Jan 9, 2005  •  Post A Comment

`State of Denial’

A group of doctors came to WFAA-TV investigative producer Mark Smith in 2003 and asked him to tell the other side of the workers’ compensation story.

“What we all assumed anytime we heard `workers’ comp’ was that’s the system in which workers fake their injuries and doctors overtreat,” said Brett Shipp, the investigative reporter at WFAA, the Belo-owned ABC station in Dallas.

But that myth couldn’t have been further from what was happening. Insurance companies were routinely denying basic medical benefits for injured workers to increase their profits.

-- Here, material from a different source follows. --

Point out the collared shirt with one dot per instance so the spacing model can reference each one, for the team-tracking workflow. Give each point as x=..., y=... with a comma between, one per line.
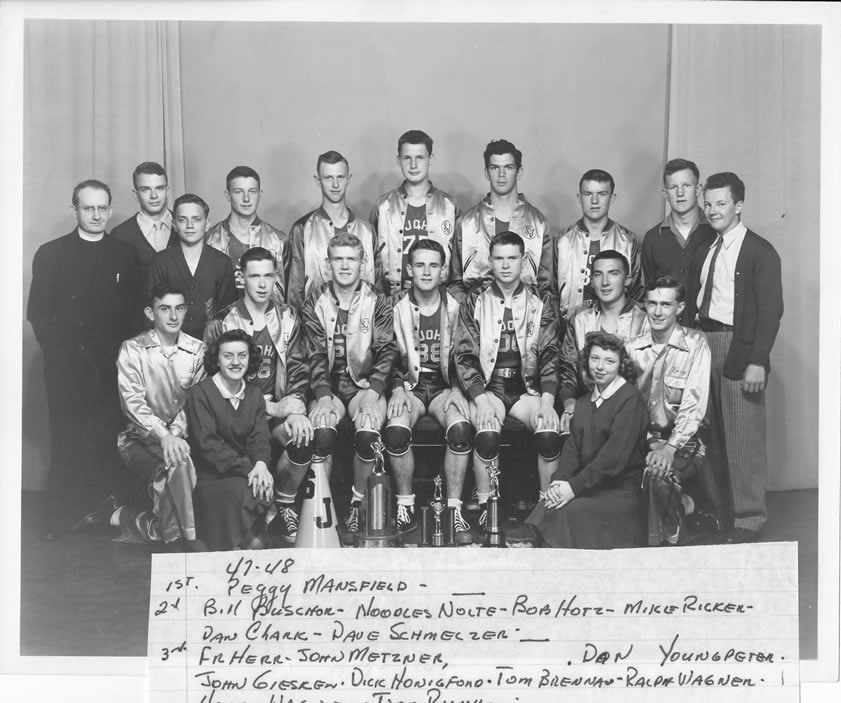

“We saw what was happening to these workers and how they were absolutely living in hell, and how they were being tortured not only by their pain but by their lack of benefits,” Mr. Shipp said. The situation worsened for workers after 2002, when insurance companies began slashing reimbursements and increasingly denying claims in response to legislative changes.

The first piece aired in November 2003 and WFAA has done about 25 segments since, including stories of workers committing suicide after they had been repeatedly denied care. Mr. Shipp and Mr. Smith continue to follow the developments.

“People have lost their homes, their cars,” Mr. Smith said. “When you are denied medical care, you can’t go back to work. You are financially devastated. Some marriages are destroyed and some individuals are literally homeless.”

Changes have been made in Texas. The chairman and the executive director of the Texas Workmen’s Compensation Commission left, and a legislative panel has recommended the commission be abolished and a new system installed under the state Department of Insurance to ensure injured workers are treated more quickly and adequately.

The duPont Award is Mr. Shipp’s second and the station’s eighth.